On Friday in U.S. District Court in San Jose, a second class-action suit was filed over the hack. Plaintiff Ronald Schwartz, of New York, claims his personal information was stolen. His suit calls Yahoo’s treatment of users’ data “grossly negligent” and alleges that circumstantial evidence indicates “Yahoo insiders” knew of the breach “long before it was disclosed.”

The plaintiffs in the San Diego suit had contacted lawyer David Casey before news of the breach broke Thursday, believing their personal information had been stolen, Casey said Friday.

“They were trying to figure out how people were accessing their information,” Casey said. “When this (breach) became public, they put two and two together.”

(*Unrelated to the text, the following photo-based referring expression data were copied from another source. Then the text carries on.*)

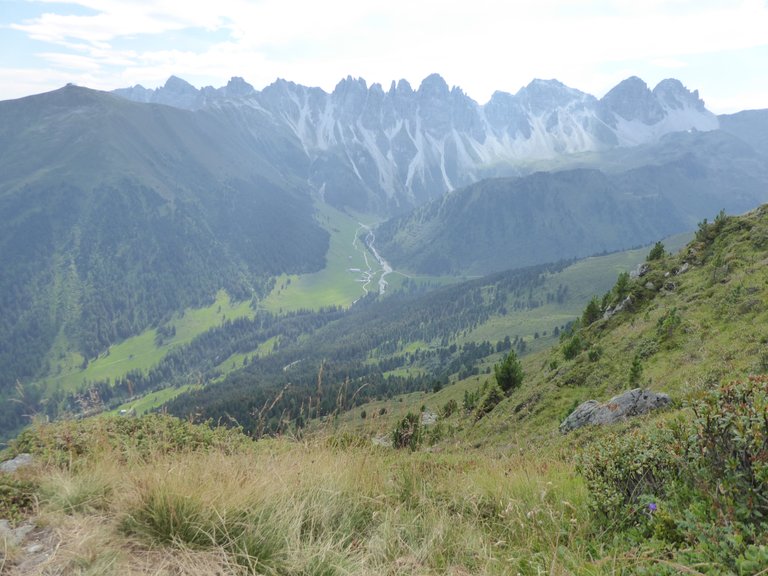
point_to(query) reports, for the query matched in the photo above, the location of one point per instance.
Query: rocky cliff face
(389, 150)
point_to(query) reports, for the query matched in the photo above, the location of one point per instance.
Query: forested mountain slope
(504, 223)
(116, 214)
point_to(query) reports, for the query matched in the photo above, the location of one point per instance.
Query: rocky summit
(390, 150)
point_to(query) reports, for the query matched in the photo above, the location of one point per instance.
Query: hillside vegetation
(489, 488)
(636, 197)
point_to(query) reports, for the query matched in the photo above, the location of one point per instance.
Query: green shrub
(635, 372)
(18, 498)
(449, 408)
(620, 469)
(572, 347)
(509, 374)
(729, 450)
(490, 401)
(656, 253)
(407, 433)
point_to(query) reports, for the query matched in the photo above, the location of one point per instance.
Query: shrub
(656, 253)
(509, 374)
(729, 450)
(407, 433)
(449, 408)
(619, 469)
(572, 347)
(592, 313)
(17, 498)
(635, 372)
(490, 400)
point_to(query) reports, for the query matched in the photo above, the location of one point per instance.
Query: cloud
(483, 46)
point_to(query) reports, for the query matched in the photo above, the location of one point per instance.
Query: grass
(336, 284)
(358, 510)
(141, 352)
(152, 400)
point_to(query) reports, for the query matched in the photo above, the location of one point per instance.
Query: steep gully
(369, 273)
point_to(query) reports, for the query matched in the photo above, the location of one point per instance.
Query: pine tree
(509, 374)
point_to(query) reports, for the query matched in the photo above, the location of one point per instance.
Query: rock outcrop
(621, 407)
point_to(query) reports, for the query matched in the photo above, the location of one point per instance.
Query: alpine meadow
(382, 331)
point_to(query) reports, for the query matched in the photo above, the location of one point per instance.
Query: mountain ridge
(368, 148)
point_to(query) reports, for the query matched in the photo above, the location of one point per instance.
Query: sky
(719, 47)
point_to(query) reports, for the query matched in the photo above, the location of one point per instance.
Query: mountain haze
(116, 214)
(498, 224)
(390, 150)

One of the plaintiffs suffered an identity theft that led to “intrusion into personal financial matters,” Casey said.

In the hack, which appears to be the largest in history, users’ email addresses, birthdates, phone numbers, passwords with various levels of encryption, and security questions and answers “may” have been among the data stolen, Yahoo said Thursday. The company said users’ financial information had not been compromised.

However, the San Diego lawsuit claimed Yahoo users’ financial information had been breached. Casey said it wasn’t necessary for financial data to have been stolen to jeopardize users’ finances, as nonfinancial information can be used to steal identities and gain access to personal finances.

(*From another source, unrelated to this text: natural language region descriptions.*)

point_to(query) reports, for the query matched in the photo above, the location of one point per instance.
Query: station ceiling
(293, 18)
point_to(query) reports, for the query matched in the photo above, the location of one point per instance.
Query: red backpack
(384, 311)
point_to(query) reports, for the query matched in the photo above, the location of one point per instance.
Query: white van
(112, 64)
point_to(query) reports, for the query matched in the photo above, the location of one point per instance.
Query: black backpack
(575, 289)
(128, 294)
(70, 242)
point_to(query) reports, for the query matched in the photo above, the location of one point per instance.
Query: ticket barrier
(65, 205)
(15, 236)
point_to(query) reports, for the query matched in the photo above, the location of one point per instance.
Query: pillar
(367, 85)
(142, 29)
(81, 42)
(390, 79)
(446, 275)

Other allegations against Yahoo in the San Diego suit include deception, misrepresentation, invasion of privacy and negligence.

Yahoo declined to discuss the allegations in the lawsuits, saying the company doesn’t comment on ongoing litigation.

The firm said Thursday it had discovered the hack during a “recent” investigation, and a source close to the matter said the discovery occurred after a probe into what turned out to be an unfounded report from July of a breach of user data.

The lawsuits refer to research indicating the average time to identify a hack is 191 days and the average time to contain a breach is 58 days after it’s discovered. Casey said the fact that it took Yahoo nearly two years to find out it had been hacked was a significant factor in the legal case.

The first complaint was filed by San Diego residents Jennifer J. Myers and Paul Dugas, who stated that they were Yahoo users at the time of the 2014 data theft, which Yahoo said hit at least 500 million user accounts.

The lawsuits cite 500,000 potential class-action participants. Both legal actions seek a jury trial and unspecified damages.

Yahoo, in the midst of a $4.8 billion sale to Verizon, blamed a “state-sponsored actor” for the attack, but did not name the country allegedly involved. The FBI is investigating the breach.

The price of Yahoo stock rose slightly on Thursday as news of the breach was circulating, but began to drop in after-hours trading. After opening Thursday at $43.94, the share price had sunk to $42.60 by 12:30 p.m. Friday before rising slightly to close at $42.80.